Jean ESMONIN : « Je suis candidat à un mandat de transition »

 

Serez-vous candidat à votre succession à la mairie de Chenôve en mars prochain ?
Oui.

Quel âge aurez-vous ?
J’aurai 77 ans.

Est-ce bien raisonnable ? Pourquoi ne pas considérer que vous avez fait votre temps et que le moment est venu de laisser la place à des politiques plus jeunes ?
Je n’ai pas l’impression d’être passéiste dans mes visions politique et intellectuelle. Même si physiquement, je suis en forme, cette question, je me la suis posée. Evidemment. Ma réponse est claire : je me sens tout à fait capable de continuer à présider aux destinées de Chenôve. Mais ce sera un mandat de transition. J’insiste sur ce mot : transition. J’ai engagé sur la ville des mutations profondes, urbaines, sociales, institutionnelles… je souhaiterais pouvoir aller au bout de ce que j’ai initié. Aussi, je pense pouvoir mettre sur les rails dans les années qui viennent un successeur, jeune, à mes côtés, qui sera capable de prendre le relais le moment venu.

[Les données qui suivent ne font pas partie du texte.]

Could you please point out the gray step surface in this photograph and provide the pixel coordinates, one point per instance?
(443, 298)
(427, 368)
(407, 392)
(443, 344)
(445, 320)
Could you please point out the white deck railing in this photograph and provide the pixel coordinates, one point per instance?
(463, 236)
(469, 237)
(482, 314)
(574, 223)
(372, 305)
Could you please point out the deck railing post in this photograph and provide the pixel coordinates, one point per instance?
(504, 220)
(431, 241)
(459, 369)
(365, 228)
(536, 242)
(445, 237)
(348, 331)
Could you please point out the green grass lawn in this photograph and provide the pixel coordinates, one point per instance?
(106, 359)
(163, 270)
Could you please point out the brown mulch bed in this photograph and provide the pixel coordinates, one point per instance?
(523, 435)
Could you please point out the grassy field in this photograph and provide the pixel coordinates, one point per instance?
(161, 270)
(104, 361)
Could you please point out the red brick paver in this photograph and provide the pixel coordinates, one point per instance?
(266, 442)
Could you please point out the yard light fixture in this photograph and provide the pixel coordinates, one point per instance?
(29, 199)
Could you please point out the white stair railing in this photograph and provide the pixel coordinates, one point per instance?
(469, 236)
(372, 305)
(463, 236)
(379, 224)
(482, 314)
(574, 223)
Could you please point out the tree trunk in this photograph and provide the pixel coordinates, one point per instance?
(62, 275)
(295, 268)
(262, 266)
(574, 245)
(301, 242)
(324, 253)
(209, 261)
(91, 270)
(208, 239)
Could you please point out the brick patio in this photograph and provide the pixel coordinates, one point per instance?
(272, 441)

Cette élection, vous allez l’aborder sereinement ?
Je sais que Chenôve est une ville très citoyenne, attentive aux valeurs que nous défendons. Elle a toujours été progressiste dans son expression politique. On peut donc penser que, compte tenu de notre bilan, la majorité des électeurs se ralliera à ma candidature. Mais la victoire n’est jamais acquise dans une élection.

Surtout que vous allez avoir un opposant dans votre propre camp, en l’occurrence Roland Ponsaa…
Sa démarche n’est pas saine. C’est toujours ceux à qui l’on a beaucoup donné qui trahissent. C’est pour moi, une déception. Roland Ponsaa, qui est l’un de mes adjoints, s’installe comme adversaire depuis un certain temps. Depuis 2008, il ne cesse de travailler le terrain pour préparer 2014. Ce n’est donc pas d’hier qu’il a pris sa décision. Un Président de la République disait : « Ils me doivent tout, ils ne se souviennent de rien. »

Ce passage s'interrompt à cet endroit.